In This Part: Units Digits Equations | Cryptography

This system of "units digit arithmetic" may seem like abstract nonsense -- when would you need to compute just with units digits? In fact, different algebraic systems arise in all kinds of applications. Note 9

In the past few activities, you have been looking at a modular system. The "mod 10" system means you divide by 10 and take the remainder -- in other words, take the units digit. We'll now focus on an application involving another modular system: enciphering and deciphering messages.

First, notice that you can assign each letter of our alphabet a number from 0-25:

Caesar's cipher

One of the oldest known substitution ciphers (a code where one letter stands for another) is the one reportedly used by Julius Caesar himself:

To get the ciphered letter, add 3 to the original letter, or "plaintext." In symbols, this is: C = P + 3. Note 10

Problem D6


Encipher your name using Caesar's cipher.


Problem D7


Shelly didn't know how to encipher the "y" in her name? What should she do?


Problem D7 suggests that the algebraic description C = P + 3 is not quite right. We need some way to describe "wrapping around" so that the answers are always between 0 and 25. The solution? A modular system! Here's a new rule:

To get the ciphered letter, add three to the original letter or "plaintext," then take the remainder when you divide by 26. In symbols, this is: C = P + 3 (mod 26).


Problem D8


Decipher this message, which was created using Caesar's code. Explain how you did it. Note 11

V R P H        S H R S O H        W K L Q N        W K D W        P D W K H P D W LF V         L V        D        V H U L R X V        E X V L Q H V V
												    W K D W        P X V W        D O Z D BV        E H         F R O G        D Q G


Problem D9


Here's a new rule:
C = 3P + 2 (mod 26)

Use this rule to encipher a secret word (at least five letters long) for a partner. Note 12


Problem D10


Trade words with your partner and decipher their secret rule. Explain how you did it.


Problem D11


Can you find a rule that would undo this cipher? That is, can you find a and b so that P = aC + b (mod 26) is an equation that "undoes" C = 3P + 2 (mod 26)?

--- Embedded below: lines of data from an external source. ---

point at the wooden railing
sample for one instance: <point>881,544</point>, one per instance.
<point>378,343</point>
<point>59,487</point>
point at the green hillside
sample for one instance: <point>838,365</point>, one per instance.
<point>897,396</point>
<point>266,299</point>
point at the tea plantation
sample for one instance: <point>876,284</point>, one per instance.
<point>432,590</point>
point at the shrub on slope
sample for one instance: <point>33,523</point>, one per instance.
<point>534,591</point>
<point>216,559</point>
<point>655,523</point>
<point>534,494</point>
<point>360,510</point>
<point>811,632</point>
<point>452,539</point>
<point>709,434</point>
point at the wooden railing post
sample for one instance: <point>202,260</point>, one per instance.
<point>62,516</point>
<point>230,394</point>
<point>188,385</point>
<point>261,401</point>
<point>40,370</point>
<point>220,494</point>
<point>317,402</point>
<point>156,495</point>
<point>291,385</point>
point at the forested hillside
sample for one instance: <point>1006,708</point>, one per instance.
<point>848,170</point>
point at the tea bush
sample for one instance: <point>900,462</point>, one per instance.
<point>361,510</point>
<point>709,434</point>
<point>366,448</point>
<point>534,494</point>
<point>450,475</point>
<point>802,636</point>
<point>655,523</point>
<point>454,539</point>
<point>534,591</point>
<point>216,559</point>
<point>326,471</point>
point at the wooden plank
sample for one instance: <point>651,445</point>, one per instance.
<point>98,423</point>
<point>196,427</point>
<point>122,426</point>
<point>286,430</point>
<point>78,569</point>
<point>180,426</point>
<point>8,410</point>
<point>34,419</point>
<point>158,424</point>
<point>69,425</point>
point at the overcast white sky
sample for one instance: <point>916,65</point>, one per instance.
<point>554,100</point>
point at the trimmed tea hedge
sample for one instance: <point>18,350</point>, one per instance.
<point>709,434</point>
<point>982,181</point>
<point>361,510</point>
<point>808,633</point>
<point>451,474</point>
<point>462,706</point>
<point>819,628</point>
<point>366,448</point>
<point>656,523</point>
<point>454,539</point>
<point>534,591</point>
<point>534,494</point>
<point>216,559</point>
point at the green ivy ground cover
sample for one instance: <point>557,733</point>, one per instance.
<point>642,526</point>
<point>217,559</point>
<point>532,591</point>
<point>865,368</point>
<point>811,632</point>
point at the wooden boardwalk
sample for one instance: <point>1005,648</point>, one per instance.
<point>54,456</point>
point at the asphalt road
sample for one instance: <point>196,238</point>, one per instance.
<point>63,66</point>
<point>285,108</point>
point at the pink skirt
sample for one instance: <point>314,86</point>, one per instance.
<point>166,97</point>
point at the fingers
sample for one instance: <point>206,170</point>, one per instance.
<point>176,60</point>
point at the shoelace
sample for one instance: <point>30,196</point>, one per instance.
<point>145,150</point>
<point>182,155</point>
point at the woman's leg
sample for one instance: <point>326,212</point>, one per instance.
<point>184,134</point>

Modular systems for enciphering messages are not just for fun and games. It's essential that a secret message be hard to decipher if you're not the intended recipient, but easy to decipher if you are the intended recipient. Algorithmic ciphers are much better than "code books" because people can remember the algorithm, so it can't be lost or stolen.

Modern cryptography, based on these modular systems -- using blocks of letters instead of single letters, exponential functions, and very large prime numbers -- is what's used these days to keep your credit card number safe when you purchase something on the Internet!

video thumbnail

Video Segment
In this video segment, Ari Juels of RSA Security describes the methods and applications of modular arithmetic to modern cryptography.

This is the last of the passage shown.